13. Mr. Rane also invited my attention to the fact that the evidence led by defendant No. 3, taken at its highest, may perhaps mean that defendant No. 1 had allowed defendant No. 3 to occupy a portion of the suit premises on the basis of leave and licence; there was, however, no evidence about exclusive possession having been given by defendant No. 1 to defendant No. 3 of any portion of the suit premises. This means that in any event no sub-tenancy was intended to be created by defendant No. I in favour of defendant No. 3 at any time before 21-5-1959. Moreover, without admitting the possession of defendant No. 3 of the suit premises at any time prior to 21-5-1959, Mr. Rane contends that if both the inferences were possible regarding the nature of possession of defendant No. 3 at the said time, possession of a licensee or possession of a sub-tenant, the onus in this behalf, contends Mr. Rane, was exclusively upon defendant No. 3. They have not discharged the said onus in the slightest possible manner. In this connection Mr. Rane also contends that before 21-5-1959 sub-tenancy was completely prohibited by the statute. But even apart from the statutory prohibition, there was the emphatic prohibition incorporated in Clause (m) of the lease-deed dated 30-7-1958. Mr. Rane, therefore, contends that it is inconceivable that defendant No. 1 who had covenanted in Clause (m) of the lease-deed on 30th July, 1958 not to sublet any portion of the suit premises to anyone else without the written permission of the plaintiffs, would induct any person on a portion of the suit premises as sub-lessee and that too just at the time when the lease was being executed. Taking into account the statutory and contractual prohibition, contends Mr. Rane, an intendment on the part of defendant No. 1 to create a sublease at the exact time of the lease would have to be ruled out.

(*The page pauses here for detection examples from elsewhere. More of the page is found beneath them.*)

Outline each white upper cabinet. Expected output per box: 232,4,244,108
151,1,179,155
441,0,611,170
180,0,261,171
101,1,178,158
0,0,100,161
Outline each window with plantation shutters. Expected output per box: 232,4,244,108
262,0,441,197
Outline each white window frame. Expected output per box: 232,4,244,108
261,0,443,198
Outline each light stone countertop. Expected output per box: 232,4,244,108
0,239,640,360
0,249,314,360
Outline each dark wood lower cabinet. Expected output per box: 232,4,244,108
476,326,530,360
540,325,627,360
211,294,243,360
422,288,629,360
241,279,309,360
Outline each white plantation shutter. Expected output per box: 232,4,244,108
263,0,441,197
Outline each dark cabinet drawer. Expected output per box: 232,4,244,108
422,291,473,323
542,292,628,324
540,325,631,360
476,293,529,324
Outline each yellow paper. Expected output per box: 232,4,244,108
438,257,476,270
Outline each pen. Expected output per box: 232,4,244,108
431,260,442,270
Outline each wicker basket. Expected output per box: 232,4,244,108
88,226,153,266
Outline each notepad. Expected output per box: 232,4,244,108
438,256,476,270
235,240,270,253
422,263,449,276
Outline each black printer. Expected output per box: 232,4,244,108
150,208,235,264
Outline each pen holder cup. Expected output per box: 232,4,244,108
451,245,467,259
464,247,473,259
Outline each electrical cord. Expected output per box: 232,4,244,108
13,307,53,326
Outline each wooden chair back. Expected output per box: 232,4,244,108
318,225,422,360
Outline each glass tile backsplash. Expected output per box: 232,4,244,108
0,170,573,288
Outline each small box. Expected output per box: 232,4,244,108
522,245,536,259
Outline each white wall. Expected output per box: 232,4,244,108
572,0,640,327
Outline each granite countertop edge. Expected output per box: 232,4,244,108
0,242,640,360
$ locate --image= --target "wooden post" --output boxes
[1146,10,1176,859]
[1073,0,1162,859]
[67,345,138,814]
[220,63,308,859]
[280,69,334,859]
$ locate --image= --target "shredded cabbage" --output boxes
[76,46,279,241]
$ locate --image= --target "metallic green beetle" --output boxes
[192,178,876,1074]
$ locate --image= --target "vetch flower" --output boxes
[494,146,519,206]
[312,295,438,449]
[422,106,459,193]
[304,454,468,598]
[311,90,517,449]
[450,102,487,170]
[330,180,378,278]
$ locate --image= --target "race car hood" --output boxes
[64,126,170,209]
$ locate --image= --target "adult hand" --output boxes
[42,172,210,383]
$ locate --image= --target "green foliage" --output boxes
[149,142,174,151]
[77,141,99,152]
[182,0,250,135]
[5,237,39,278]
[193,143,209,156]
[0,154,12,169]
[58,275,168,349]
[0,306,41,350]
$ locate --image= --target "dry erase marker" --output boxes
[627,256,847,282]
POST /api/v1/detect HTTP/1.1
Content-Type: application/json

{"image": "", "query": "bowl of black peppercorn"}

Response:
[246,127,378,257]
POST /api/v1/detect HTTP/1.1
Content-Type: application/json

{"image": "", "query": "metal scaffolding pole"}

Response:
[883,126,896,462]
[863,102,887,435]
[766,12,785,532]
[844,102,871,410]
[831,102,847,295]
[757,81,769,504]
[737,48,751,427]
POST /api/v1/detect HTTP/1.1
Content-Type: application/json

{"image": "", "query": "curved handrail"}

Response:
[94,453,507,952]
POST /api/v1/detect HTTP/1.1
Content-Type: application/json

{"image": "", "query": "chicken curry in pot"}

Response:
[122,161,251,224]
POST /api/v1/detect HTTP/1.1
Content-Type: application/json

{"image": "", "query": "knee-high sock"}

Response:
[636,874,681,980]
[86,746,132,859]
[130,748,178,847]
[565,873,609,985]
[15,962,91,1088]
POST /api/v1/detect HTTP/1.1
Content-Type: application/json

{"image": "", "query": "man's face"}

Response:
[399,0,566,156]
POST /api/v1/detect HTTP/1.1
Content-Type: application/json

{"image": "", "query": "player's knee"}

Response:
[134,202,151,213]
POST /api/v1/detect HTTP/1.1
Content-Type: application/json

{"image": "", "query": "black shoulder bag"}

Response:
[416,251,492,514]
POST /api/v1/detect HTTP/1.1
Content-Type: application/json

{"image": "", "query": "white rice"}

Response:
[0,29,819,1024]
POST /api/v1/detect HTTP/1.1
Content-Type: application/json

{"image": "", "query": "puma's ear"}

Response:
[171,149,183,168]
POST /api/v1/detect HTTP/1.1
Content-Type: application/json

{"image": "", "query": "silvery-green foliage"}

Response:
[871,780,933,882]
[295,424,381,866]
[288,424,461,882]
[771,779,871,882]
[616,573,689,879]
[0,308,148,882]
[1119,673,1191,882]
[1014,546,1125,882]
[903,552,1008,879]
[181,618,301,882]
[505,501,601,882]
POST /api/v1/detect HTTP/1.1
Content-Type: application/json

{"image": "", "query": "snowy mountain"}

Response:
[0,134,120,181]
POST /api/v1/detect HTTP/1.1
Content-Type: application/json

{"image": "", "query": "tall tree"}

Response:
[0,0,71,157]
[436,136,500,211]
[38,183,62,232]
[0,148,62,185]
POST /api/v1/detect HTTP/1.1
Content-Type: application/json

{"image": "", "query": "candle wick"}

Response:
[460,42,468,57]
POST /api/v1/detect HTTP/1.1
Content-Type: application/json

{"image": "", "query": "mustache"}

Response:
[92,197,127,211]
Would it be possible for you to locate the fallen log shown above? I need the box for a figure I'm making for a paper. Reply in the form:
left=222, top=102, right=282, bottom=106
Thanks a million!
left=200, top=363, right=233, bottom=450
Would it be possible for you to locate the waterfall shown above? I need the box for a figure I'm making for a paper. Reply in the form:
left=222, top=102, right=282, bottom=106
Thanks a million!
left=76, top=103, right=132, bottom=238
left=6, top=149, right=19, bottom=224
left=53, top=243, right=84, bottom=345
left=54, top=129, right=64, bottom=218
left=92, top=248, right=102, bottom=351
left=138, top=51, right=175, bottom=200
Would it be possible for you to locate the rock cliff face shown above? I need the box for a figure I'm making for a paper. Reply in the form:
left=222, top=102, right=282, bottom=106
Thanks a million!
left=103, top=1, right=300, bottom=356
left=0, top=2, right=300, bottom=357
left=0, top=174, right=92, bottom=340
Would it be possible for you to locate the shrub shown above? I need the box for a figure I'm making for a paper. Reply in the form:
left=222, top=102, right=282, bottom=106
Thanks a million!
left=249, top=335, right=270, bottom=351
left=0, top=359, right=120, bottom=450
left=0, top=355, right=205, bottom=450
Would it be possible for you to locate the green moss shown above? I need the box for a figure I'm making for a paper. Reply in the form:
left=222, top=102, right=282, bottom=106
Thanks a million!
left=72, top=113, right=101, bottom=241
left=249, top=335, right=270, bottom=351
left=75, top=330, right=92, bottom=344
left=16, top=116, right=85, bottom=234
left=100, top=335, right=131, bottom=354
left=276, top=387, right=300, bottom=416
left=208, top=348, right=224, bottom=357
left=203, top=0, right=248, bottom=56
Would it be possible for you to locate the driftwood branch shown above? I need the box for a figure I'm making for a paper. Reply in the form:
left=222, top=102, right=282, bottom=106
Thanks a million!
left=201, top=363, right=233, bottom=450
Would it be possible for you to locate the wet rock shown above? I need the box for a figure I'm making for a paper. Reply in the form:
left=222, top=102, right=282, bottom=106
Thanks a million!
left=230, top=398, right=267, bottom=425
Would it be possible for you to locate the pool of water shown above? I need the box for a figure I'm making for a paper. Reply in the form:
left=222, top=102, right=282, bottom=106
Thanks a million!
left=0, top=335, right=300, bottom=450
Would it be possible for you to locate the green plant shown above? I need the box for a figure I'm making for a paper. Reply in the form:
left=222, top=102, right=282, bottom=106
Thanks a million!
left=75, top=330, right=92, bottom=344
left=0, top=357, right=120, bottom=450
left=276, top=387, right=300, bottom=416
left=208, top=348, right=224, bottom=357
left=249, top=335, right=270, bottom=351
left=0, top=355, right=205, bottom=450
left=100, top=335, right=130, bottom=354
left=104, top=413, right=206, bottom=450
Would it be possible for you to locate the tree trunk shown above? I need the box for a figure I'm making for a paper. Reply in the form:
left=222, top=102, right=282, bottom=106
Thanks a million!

14. In this connection Mr. Rane invited my attention to the observations made by the lower Court in the concluding portion of paragraph 23 of the judgment in which it has been observed that the plaintiffs had not made out a case that defendant No. 3 were not in exclusive possession of the premises and that no evidence has been led by them on this point. Mr. Rane contends that the onus of proof was upon defendant No. 3. It was so put upon defendant No. 3 by the Court itself and the decision of the. Court tn that behalf was even affirmed by the Bench. In these circumstances, contends Mr. Rane, this approach of the lower Court is manifestly and basically erroneous.
15. To my mind, these contentions of Mr. Rane regarding basic error pertaining to onus of proof are not without force. However, I think that it will be better to decide the present petition on the main point urged by Mr. Rane. I make it clear that I express no opinion on this point of onus raised by Mr. Rane.
16. Coming to the main point urged by Mr. Rane, however, I do find that there is not only considerable force in the argument advanced by him, but to my mind the point appears to be unanswerable. In this connection Mr. Rane has taken me painstakingly through the judgments of both the Courts below as also through the evidence of Tarachand and the said two documents, Bills and Ledger entries, Exs. 3 and 4, relied upon by the lower Court. Having had a look at the said evidence, conclusion is inescapable that the so-called reliable piece of evidence, which found favour with the trial Court as corroborative piece of evidence, is no legal evidence at alt. or at any rate it is a piece of evidence which is wholly devoid of any evidentiary value. This evidence needs to be discarded in toto. I will examine this evidence presently, but before that T must refer to the submissions made by Mr. Rane regarding the hearsay character of the evidence of the said witness Tarachand. Mr. Rane contended that if the evidence of Tarachand was itself discarded no amount of corroboration of that piece of evidence would be of any avail for defendant No. 3, even assuming that the said corroborative piece of evidence was 'evidence' in the eyes of law. In this view of things Mr. Rane took me carefully through the evidence of Tarachand.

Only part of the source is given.